Fig. 5. Photoresponsive shape transformation of RBCs.

Schematic representation of the photoresponsive, reversible incorporation of Azo-SO₃H into the RBC plasma membrane and the corresponding switch between the discocyte-like and echinocyte morphology.

Fig. 6. Molecular dynamics simulation of Azo-SO₃H a lipid membrane.

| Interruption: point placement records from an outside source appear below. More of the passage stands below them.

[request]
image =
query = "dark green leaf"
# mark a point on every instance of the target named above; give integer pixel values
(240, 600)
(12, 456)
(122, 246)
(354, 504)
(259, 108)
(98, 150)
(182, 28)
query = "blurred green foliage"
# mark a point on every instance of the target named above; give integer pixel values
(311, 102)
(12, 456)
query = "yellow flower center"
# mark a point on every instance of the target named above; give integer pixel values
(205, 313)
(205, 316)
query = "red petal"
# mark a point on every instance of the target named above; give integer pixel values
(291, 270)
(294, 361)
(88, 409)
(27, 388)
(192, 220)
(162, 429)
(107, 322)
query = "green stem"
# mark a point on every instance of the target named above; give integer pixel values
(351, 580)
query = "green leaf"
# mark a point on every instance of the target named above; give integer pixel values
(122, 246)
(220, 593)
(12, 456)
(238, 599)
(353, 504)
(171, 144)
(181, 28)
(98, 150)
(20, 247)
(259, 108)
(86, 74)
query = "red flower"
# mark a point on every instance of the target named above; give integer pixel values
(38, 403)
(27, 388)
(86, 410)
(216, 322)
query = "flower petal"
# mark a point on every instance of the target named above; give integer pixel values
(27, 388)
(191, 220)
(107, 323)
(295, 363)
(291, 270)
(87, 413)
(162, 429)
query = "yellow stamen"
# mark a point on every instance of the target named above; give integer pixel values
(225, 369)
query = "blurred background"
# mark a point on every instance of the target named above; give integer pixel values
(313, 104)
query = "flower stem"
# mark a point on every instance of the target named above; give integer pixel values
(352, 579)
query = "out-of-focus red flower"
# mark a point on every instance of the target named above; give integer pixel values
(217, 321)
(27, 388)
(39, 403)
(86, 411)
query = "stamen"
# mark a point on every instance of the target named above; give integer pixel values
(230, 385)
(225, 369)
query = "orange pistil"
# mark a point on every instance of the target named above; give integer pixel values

a Molecular structure of the Azo-SO₃H isomers and snapshots of the E-isomer and Z-isomer inside the POPC membrane. The approximate position of the center of the membrane (z = 0) is shown by a dashed line. b Number densities of Azo-SO₃H as well as the POPC head group and the water molecules along the membrane normal (z-axis). The number densities for the POPC head group and water molecules were rescaled and multiplied by 0.017 and 0.01, respectively, so that all the profiles can be conveniently shown in one plot. The average value of the density profile of the POPC head group is shown by a dotted line. c The PMF profiles of the Azo-SO₃H molecules along the membrane normal are shown. The snapshot of the two isomers for the minimum of the free energy is represented. The PMF-profiles are shifted so that they agree at the average position of the POPC head group. The resulting distribution exp(-β PMF) for the two isomers is shown in the inset.

Fig. 7. Photomanipulation of myoblasts and cancer cells with Azo-SO₃H.

Viability assay of the three different cell lines (a) and the corrected autocorrelation profiles that quantify the changes in cell morphology over 5 cycles at concentrations of 0.5 mM Azo-SO₃H (b–d) on C2C12 (N = 3, n = 8, b), AB1167 (N = 3, n = 7, c) and HeLa cells (N = 3, n = 6, d).